That Time I Knew
Digging through the archives again.
I was writing about AI this morning and I’ve been updating my recent CV, so naturally I go back to some stuff I used to do, like run 500 databases on a single server. That was an HP Superdome back in 2005:
So you learn something every day.
This week, I'm playing with the biggest hardware I've ever worked on. I've been on an SP-2 before and I've worked on an E10000. I've even had a fractional Regatta. But the new heavyweight champion in my little world is an HP Superdome with 16 Itaniums. The damned thing is running NT.
But this is no ordinary NT, it's the 64 bit Datacenter Edition, something my many customers have avoided with one notable exception. That was the guys at Waste Management in Houston, who for various reasons were given to continual scoffing.
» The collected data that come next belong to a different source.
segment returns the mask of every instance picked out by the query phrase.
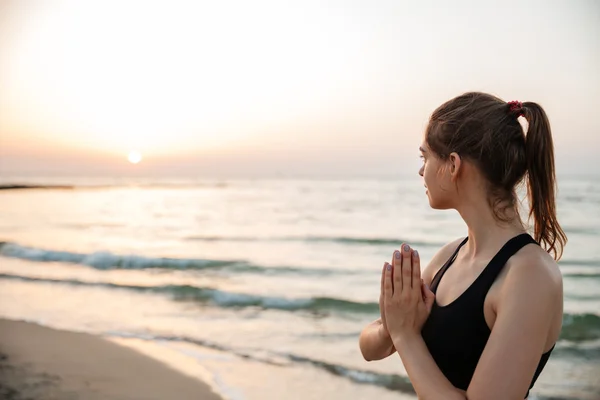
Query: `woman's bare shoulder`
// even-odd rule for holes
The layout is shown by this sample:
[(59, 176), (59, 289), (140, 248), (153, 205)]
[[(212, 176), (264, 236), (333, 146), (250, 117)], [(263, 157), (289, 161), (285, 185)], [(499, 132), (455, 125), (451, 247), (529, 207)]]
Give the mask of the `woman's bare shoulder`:
[(435, 274), (438, 272), (442, 265), (454, 254), (456, 248), (465, 240), (464, 237), (458, 238), (456, 240), (447, 243), (442, 248), (440, 248), (434, 256), (431, 258), (427, 266), (423, 269), (421, 273), (421, 277), (425, 281), (426, 284), (431, 284), (431, 281)]
[(558, 263), (538, 245), (531, 244), (518, 251), (506, 263), (505, 270), (508, 282), (536, 282), (555, 291), (560, 291), (562, 286)]

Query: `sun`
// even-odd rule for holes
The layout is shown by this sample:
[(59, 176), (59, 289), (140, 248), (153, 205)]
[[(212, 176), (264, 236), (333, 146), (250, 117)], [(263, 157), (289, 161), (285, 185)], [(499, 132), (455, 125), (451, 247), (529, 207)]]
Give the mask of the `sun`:
[(139, 151), (132, 150), (129, 152), (127, 159), (129, 160), (130, 163), (137, 164), (140, 161), (142, 161), (142, 155), (140, 154)]

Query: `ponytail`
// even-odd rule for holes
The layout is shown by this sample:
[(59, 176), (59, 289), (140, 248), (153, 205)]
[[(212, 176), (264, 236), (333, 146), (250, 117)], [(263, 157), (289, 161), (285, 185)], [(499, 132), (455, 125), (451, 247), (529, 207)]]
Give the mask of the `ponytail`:
[(534, 238), (553, 254), (555, 260), (559, 260), (567, 236), (556, 217), (556, 175), (550, 122), (544, 109), (536, 103), (523, 103), (522, 113), (529, 125), (525, 153), (529, 218), (533, 216)]

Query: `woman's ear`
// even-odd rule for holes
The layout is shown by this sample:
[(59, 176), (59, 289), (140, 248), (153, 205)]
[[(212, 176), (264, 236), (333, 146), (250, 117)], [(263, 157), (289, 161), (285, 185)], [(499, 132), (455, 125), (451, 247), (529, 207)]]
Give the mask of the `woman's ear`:
[(458, 153), (450, 153), (450, 157), (448, 157), (448, 161), (450, 162), (450, 180), (456, 182), (458, 179), (458, 174), (460, 173), (460, 167), (462, 165), (462, 160)]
Today, I'm about to see how monster this baby can go, as I'm heading up a performance benchmark team. Should be interesting, especially if we decide to bump it up to 64 processors. Yow!
Yeah we did. We ran 500 database models on that bad boy. Three years later I was on the cutting edge of something entirely new.
Server Farms
This is pseudo insider information. When I was up in Redmond last fall, Microsoft was seriously hard up for server farms. Internal projects that had been working for months would be ready to roll out into production and suddenly people would find their projects facing no-go decisions because there are simply not enough servers to go around.How does a company the size of Microsoft run out of server farms? It's complicated, but the short answer is that Microsoft internal security is extraordinarily demanding on end-users. Remember what Schneier said about benevolent worms? This is essentially what MS does to everyone on their intranet - they use benevolent worms to keep everybody on the inside inoculated and safe from the barbarian hordes who obviously want to hack Microsoft.
The other insider bit of info I happen to know is that Microsoft has initiated a new capex system to manage their current server farms better, and this plan is due for a major expansion. So if you were an internal client to the service that doles out servers you get a bill from this internal group. That particular internal group is expanding their capability to manage server resources by a factor of about 20.
The addition and annexation of Yahoo server properties and management would be a huge boon to Microsoft which is rather behind the 8 ball internally and acutely aware of a need to expand. There's a new high tech colocation facility in Seattle, I forget the name of it, but people talk about it in hushed tones - and they are booked to capacity out a year. Nobody has the state of the art server farms that Microsoft needs right now, and I'm sure that is a strategic necessity for them.
I knew I was right but just poking around because I remember a very cool product called Groove designed by Ray Ozzie, I found this gem:
In October 2008 Ozzie announced Microsoft Azure, the first project to emerge from his advanced development labs focused on new and potentially disruptive approaches to Microsoft's business.
So yeah. I couldn’t imagine what the cloud was going to be, but I knew Microsoft was building its infrastructure.